Originally published November 25th, 2015

Big or small, companies everywhere are implementing sales development teams. The gritty, hardened Sales Development Reps (SDRs) that pass along leads to your executive sales team tend to do the heavy lifting of outbound prospecting, and honestly, it can be pretty costly. Because of that, a lot of companies choose to outsource this function. Getting a healthier funnel for your sales team to work with is the overall goal — to more effectively qualify the top part of the funnel so your executive sales team can focus on the bottom part, closing leads. You’re relying on that outsourced team to increase your MQL’s, ISQL’s and SAL’s — both in quantity and quality. So why would you track that team on a cost per lead basis?

Cost Per Lead: Defined

Measuring on a cost per lead basis boils down to putting a price on every activity your sales development team makes. Ideally, you want that cost to be as low as possible — meaning that your reps are producing the high number of leads (SAL’s) you want without draining additional resources. The formula reads as total spend on SDR’s over total leads passed, giving you the price you “pay” per SAL passed to your sales team.

While using the cost per lead metric might be the simplest and most popular way to measure your SDRs, it’s not applicable in all situations. For a team that’s hired to improve your funnel health, you need to come up with other metrics to track them more accurately — specifically ones that highlight the quality of the opportunities that get passed along to your sales team. With the cost per lead analysis, you miss out on tracking the value of your pipeline, thus foregoing any kind of funnel projection metrics.

Pitfalls and Solutions

When you take a look at your team and decide to measure them on a cost per lead basis, more often than not they respond with a spike in passed leads. After all, the more leads that get passed the lower the cost becomes. Problem solved? Not quite. What ends up happening is the higher volume of leads tend to dip in quality, and with that dip in quality comes a lower conversion rate. That is the key to measuring your sales development team’s success — if the opportunities aren’t converting at a high enough percentage then the executive sales team is wasting their time with discovery calls and demonstrations. It’s great to get a high volume of leads for a reasonable cost — and in specific situations it’s the right move — but if they don’t convert you’re wasting time. Opportunities that never come to fruition don’t help out anyone but your bottom line, and suddenly that cost per lead analysis doesn’t paint the whole picture.

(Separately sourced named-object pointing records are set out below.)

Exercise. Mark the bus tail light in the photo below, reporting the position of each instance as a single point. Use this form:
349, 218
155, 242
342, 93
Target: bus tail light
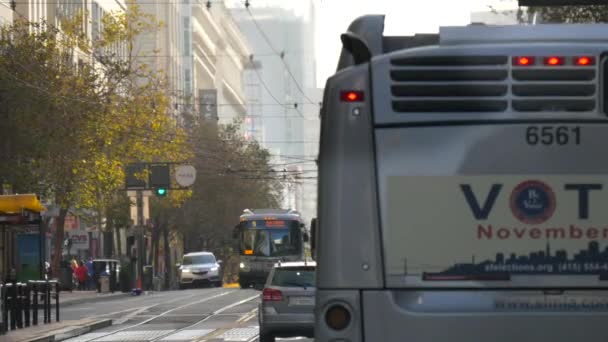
523, 61
584, 60
351, 96
337, 317
272, 295
554, 61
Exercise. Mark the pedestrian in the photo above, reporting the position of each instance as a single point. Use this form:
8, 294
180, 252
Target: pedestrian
90, 274
81, 276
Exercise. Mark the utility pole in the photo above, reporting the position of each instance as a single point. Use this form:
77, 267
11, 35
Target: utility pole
140, 235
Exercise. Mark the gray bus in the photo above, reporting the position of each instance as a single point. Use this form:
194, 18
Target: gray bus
265, 237
463, 186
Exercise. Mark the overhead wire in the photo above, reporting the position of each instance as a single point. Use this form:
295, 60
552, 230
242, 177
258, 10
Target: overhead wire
281, 55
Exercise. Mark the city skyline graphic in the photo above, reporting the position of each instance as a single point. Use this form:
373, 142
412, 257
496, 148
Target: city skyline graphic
591, 260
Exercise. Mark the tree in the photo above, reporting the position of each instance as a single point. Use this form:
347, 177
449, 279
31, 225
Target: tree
75, 110
571, 14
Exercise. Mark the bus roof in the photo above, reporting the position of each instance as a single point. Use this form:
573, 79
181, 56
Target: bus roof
264, 214
365, 37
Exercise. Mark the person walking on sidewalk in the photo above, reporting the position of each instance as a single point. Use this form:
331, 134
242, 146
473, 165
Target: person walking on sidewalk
90, 274
81, 276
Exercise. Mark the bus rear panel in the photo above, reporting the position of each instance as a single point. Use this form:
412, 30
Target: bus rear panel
463, 187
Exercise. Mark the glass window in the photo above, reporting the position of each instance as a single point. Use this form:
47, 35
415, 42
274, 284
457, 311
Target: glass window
303, 276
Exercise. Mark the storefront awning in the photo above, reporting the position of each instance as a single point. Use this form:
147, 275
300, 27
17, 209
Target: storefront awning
16, 204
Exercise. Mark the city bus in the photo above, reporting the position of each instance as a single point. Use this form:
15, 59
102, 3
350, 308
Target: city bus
265, 237
463, 186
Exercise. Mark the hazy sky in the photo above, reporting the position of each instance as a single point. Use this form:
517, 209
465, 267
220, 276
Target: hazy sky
402, 17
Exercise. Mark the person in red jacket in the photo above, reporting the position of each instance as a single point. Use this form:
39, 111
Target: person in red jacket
81, 275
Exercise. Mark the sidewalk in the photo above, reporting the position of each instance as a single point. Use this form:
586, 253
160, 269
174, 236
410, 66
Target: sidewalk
67, 298
56, 331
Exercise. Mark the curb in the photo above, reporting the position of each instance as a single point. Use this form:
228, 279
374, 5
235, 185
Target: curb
66, 333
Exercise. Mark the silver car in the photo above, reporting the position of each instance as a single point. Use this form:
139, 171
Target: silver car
288, 301
200, 268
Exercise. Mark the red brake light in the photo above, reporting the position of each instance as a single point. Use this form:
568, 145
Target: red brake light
584, 61
352, 96
554, 61
523, 61
272, 295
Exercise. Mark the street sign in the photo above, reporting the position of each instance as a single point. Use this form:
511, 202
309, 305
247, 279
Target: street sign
132, 171
185, 175
160, 176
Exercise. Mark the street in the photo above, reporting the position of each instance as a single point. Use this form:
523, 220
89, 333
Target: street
191, 315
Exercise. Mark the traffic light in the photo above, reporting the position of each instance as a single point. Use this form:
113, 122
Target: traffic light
160, 179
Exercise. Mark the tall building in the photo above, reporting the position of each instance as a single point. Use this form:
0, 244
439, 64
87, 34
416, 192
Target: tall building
6, 11
219, 55
282, 71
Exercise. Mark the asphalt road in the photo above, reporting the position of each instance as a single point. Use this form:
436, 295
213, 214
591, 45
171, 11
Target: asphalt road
215, 314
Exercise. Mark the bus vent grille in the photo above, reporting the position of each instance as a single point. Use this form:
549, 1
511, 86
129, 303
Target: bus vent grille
448, 84
564, 88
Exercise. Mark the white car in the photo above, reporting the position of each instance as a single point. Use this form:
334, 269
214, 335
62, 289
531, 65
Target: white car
200, 268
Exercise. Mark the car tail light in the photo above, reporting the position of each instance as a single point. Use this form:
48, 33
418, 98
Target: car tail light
272, 295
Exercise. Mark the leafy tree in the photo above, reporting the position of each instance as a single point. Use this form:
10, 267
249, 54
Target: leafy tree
75, 110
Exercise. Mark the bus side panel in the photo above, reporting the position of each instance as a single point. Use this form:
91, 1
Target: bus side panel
349, 239
431, 317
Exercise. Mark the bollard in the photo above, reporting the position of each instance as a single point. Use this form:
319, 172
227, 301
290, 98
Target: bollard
35, 298
3, 309
19, 304
47, 292
26, 304
57, 290
13, 307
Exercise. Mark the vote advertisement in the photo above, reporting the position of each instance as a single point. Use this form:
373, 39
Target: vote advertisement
525, 224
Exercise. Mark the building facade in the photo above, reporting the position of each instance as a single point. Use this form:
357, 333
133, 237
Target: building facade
281, 74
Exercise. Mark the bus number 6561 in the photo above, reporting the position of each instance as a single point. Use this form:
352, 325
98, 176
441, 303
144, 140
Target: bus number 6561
553, 135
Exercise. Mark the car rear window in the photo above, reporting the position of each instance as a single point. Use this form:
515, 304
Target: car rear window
294, 277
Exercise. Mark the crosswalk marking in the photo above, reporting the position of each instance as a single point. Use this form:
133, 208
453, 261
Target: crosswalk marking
240, 334
85, 337
187, 335
138, 335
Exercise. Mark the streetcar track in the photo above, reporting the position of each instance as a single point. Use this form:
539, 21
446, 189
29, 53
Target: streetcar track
110, 333
213, 314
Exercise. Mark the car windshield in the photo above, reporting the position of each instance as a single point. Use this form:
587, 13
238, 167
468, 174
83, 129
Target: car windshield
198, 259
294, 277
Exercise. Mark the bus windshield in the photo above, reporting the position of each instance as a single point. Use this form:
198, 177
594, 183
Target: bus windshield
270, 242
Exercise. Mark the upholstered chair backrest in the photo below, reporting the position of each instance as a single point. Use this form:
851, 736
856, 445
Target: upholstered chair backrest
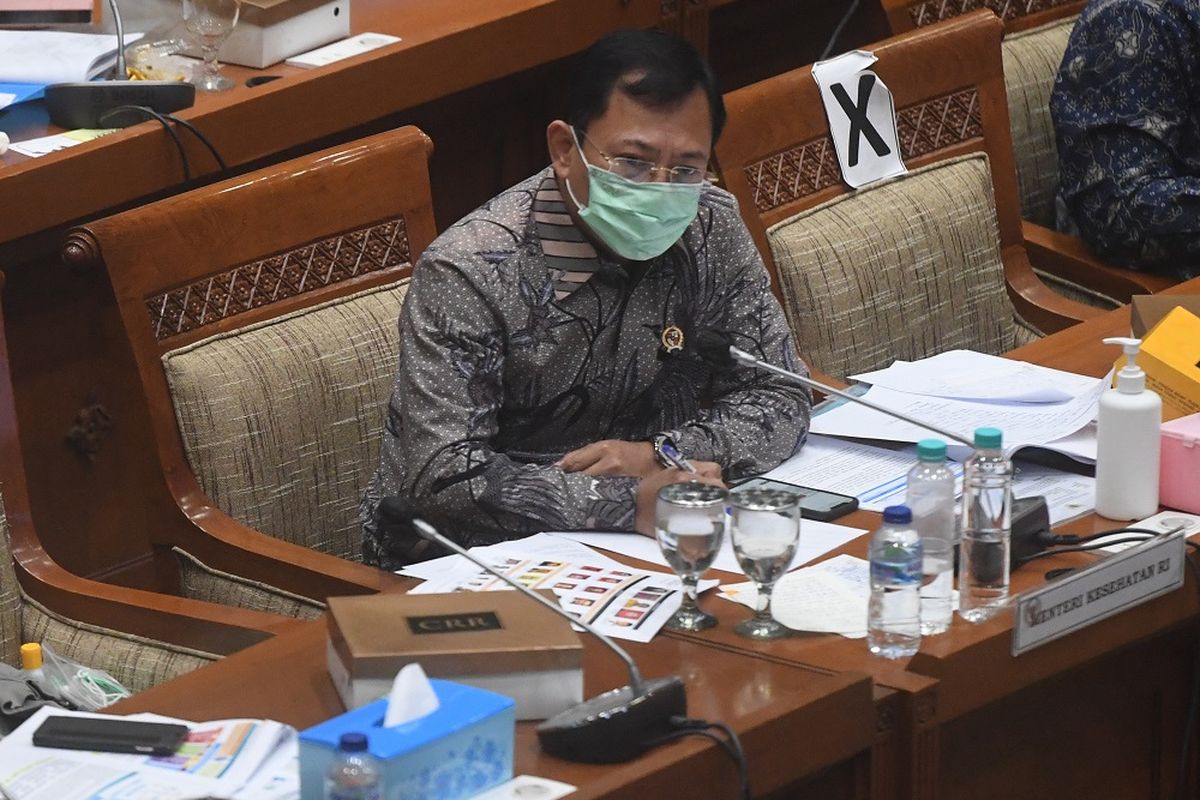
1031, 62
909, 266
297, 405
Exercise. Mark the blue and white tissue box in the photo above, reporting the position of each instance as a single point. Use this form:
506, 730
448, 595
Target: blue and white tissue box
457, 751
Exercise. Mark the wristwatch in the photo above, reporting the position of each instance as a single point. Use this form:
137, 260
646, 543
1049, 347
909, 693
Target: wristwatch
658, 440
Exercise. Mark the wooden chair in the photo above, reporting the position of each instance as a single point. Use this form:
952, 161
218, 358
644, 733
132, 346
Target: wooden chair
142, 638
262, 316
1036, 34
907, 266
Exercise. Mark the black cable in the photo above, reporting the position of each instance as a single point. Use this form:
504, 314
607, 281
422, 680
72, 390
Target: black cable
203, 139
730, 744
166, 126
838, 30
1080, 548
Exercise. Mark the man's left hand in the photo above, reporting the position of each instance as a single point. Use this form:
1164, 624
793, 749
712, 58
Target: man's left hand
612, 457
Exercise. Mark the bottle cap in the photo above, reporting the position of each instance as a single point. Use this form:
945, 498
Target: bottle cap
1131, 380
989, 438
931, 450
31, 655
353, 743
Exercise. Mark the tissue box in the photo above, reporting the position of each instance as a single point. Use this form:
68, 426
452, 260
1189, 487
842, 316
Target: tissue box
460, 750
271, 30
1179, 483
499, 641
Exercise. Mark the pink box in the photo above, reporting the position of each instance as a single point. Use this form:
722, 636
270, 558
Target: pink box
1179, 485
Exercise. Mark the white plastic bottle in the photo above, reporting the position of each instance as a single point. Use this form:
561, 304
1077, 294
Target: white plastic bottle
1128, 440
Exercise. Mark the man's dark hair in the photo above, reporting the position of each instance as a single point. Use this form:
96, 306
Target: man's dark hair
667, 68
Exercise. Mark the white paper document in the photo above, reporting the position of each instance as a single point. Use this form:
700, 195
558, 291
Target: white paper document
966, 374
229, 758
816, 540
55, 142
618, 600
827, 597
876, 475
46, 56
862, 118
1024, 425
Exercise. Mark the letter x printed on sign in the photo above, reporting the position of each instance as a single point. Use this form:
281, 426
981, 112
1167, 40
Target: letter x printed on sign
862, 118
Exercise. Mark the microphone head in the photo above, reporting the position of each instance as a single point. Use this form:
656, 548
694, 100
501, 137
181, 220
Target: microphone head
713, 347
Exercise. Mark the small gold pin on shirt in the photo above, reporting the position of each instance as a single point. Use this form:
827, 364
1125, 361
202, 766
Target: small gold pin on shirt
672, 338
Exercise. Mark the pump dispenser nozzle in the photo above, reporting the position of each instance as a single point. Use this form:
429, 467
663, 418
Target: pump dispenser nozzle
1131, 380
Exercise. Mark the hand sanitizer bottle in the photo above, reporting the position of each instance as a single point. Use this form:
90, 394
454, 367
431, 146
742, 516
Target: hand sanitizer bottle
1128, 439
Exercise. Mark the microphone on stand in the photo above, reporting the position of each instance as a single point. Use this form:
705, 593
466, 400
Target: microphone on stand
88, 104
717, 348
612, 727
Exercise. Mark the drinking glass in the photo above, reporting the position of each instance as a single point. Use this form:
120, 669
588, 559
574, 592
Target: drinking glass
766, 530
690, 524
210, 22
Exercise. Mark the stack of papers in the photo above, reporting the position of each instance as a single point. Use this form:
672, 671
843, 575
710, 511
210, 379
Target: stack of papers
229, 758
617, 600
963, 391
877, 476
828, 597
46, 56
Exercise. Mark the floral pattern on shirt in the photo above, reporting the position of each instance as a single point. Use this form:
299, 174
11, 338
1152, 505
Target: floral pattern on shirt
1126, 108
507, 365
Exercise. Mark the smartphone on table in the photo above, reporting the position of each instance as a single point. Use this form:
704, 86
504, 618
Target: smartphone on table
815, 504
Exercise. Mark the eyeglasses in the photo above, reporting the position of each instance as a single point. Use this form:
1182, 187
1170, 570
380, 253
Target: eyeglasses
643, 172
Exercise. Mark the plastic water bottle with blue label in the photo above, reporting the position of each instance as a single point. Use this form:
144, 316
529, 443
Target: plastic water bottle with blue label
893, 617
931, 499
354, 774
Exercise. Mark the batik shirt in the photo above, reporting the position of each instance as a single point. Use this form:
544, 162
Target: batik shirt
1126, 109
520, 343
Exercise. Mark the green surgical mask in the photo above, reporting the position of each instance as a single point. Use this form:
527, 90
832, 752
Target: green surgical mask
636, 221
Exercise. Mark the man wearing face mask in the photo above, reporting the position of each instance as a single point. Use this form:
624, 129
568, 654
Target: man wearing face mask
549, 370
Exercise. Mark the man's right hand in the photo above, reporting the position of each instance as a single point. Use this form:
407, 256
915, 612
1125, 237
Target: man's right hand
648, 489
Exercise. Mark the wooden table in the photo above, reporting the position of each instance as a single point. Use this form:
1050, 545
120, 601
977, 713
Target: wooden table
807, 732
1096, 714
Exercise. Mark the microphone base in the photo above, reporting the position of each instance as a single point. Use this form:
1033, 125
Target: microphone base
81, 104
616, 726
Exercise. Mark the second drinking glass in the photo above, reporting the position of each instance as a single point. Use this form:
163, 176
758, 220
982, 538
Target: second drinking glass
690, 524
766, 530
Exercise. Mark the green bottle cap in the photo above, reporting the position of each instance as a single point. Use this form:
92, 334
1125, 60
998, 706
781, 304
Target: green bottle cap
989, 438
931, 450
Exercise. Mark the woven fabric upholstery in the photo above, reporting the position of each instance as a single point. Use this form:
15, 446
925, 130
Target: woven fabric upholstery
281, 421
11, 599
135, 661
1031, 62
198, 581
903, 269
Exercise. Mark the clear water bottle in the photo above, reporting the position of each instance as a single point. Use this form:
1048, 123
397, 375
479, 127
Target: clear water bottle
987, 528
931, 500
893, 618
354, 774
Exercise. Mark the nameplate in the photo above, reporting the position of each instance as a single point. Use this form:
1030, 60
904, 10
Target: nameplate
1090, 595
455, 623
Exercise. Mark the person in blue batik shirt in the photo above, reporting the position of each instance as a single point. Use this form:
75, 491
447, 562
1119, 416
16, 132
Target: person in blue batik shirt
549, 340
1126, 109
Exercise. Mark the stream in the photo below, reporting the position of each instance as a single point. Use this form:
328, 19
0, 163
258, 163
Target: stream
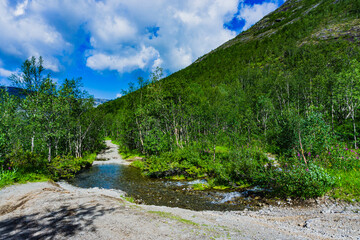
163, 192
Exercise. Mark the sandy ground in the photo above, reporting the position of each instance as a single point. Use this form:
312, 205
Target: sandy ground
60, 211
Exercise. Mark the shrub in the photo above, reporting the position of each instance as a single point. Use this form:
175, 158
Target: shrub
301, 181
7, 176
67, 166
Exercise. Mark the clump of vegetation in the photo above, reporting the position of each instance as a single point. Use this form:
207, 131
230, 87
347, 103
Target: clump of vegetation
279, 85
48, 133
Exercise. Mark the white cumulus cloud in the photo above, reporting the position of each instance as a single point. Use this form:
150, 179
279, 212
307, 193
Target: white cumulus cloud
252, 14
134, 60
121, 35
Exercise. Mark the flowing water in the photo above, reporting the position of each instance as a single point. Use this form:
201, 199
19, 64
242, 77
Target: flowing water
160, 192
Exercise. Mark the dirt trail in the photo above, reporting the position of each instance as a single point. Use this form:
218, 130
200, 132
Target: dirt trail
60, 211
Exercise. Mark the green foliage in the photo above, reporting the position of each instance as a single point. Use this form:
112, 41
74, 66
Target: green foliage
138, 164
46, 133
348, 184
317, 136
7, 176
290, 83
303, 181
67, 166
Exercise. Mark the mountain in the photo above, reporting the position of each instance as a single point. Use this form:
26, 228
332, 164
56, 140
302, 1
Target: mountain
275, 107
292, 66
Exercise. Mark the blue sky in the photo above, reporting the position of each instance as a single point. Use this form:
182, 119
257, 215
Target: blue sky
112, 42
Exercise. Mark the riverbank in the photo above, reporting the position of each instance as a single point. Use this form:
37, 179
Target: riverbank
61, 211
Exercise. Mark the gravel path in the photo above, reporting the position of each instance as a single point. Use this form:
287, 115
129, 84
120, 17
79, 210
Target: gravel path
60, 211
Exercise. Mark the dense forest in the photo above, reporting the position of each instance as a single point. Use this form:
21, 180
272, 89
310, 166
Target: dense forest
276, 107
47, 131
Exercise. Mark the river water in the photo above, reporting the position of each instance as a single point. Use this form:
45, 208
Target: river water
160, 192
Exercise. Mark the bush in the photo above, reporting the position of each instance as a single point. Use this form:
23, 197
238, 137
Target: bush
242, 165
67, 166
7, 176
301, 181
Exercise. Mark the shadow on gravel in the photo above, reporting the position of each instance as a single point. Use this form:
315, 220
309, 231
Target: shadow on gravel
64, 222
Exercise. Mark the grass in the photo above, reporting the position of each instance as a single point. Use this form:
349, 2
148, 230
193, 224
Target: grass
174, 217
130, 199
65, 167
9, 177
348, 185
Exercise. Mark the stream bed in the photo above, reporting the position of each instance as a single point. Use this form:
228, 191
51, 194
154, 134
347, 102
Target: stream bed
163, 192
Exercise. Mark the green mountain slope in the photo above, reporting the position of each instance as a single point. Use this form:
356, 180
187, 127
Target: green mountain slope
290, 85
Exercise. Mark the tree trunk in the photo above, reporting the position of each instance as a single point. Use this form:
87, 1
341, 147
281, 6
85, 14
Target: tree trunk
49, 154
32, 143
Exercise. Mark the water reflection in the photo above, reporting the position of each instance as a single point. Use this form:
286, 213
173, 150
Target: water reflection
157, 191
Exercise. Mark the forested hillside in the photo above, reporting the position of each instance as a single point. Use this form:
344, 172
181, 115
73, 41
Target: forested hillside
47, 130
288, 87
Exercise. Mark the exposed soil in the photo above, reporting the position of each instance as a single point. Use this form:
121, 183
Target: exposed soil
61, 211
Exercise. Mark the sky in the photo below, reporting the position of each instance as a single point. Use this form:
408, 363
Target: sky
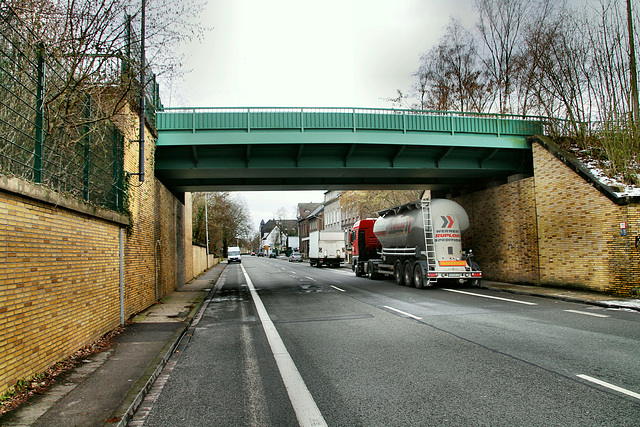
302, 53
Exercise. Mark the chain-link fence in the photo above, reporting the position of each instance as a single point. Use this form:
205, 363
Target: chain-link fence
56, 124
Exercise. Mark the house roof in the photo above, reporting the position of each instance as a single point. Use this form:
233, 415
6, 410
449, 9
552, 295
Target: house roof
305, 209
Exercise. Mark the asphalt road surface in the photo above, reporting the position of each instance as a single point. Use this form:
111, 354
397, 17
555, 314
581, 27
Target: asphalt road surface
285, 344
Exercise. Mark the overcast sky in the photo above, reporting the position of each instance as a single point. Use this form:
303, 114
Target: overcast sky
300, 53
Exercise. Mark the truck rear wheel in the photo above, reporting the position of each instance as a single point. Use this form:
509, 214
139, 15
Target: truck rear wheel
357, 268
371, 272
408, 273
397, 273
418, 279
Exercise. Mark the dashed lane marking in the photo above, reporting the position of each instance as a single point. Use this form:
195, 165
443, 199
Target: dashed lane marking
490, 297
303, 404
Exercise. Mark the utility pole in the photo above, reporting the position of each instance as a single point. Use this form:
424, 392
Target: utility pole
634, 74
206, 224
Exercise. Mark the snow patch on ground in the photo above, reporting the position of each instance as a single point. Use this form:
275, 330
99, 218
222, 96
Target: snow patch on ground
617, 184
633, 304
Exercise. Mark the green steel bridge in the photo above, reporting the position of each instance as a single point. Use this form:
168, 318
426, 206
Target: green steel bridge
208, 149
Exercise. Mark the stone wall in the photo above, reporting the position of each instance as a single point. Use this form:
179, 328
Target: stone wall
579, 227
59, 282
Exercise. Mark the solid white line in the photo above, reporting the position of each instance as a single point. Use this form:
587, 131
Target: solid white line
489, 296
303, 404
586, 313
403, 313
610, 386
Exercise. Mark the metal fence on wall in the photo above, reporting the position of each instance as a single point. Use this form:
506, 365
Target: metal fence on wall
49, 133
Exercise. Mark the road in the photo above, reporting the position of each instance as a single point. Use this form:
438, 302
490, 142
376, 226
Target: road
351, 351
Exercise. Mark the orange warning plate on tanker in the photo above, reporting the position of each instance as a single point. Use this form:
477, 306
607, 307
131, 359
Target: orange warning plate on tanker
452, 263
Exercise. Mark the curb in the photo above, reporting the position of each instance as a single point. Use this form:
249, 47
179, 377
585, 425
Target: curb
140, 389
604, 304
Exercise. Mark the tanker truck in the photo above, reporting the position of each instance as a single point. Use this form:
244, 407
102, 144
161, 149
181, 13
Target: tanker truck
418, 243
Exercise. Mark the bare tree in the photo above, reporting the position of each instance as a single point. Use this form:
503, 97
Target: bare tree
500, 27
228, 220
365, 203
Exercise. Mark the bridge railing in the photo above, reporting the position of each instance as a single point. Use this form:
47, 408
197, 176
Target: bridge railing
355, 119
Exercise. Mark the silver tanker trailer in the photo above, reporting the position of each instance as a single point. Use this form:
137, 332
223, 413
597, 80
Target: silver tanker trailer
418, 243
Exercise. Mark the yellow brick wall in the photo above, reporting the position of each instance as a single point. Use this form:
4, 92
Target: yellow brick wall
58, 284
579, 233
59, 269
503, 231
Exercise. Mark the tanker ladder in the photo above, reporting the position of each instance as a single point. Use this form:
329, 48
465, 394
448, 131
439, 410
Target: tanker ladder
429, 240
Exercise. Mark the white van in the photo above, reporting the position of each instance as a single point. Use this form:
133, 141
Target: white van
233, 254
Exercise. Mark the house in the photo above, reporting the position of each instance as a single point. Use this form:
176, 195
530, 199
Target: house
304, 212
273, 234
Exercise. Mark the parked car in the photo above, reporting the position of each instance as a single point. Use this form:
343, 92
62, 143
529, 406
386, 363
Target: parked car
233, 254
295, 257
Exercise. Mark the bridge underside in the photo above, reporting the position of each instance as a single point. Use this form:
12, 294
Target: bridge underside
213, 161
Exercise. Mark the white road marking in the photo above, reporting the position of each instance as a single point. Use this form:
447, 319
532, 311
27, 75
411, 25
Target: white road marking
303, 404
587, 313
345, 273
403, 312
610, 386
489, 296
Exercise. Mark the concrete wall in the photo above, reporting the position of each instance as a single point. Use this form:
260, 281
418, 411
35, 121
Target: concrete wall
559, 228
503, 232
579, 230
199, 256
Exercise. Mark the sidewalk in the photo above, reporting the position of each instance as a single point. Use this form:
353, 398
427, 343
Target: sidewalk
585, 297
92, 394
107, 388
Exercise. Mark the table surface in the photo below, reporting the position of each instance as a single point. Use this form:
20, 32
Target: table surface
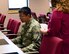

The metric you should be tracking is Cost per Opportunity. When your sales team is receiving leads (SAL’s) from the SDR’s it’s still up to you to track them, but not on a cost per basis. Save that metric for SQL’s — qualified opportunities that have been accepted by your sales team and are currently in their pipeline. From there you can get a more accurate picture of not only the value your sales development team generates, but also of your true pipeline valuation (and not just the value of one team of SDR’s). Tracking opportunities help you get a more holistic picture of projected growth, while tracking your cost per lead will yield a murky projection for one specific marketing channel.

The demandDrive approach

By focusing on metrics other than cost per lead we’re able to better determine the value our SDR’s can deliver to our clients. Seeing how many of their leads convert into opportunities for the sales team paints a better picture of our work, and is tangibly more effective at determining value. Being able to weight pipeline valuation also directly ties our work with a monetary amount for the client, something we’ve found to be more beneficial than measuring how much each individual lead “costs”.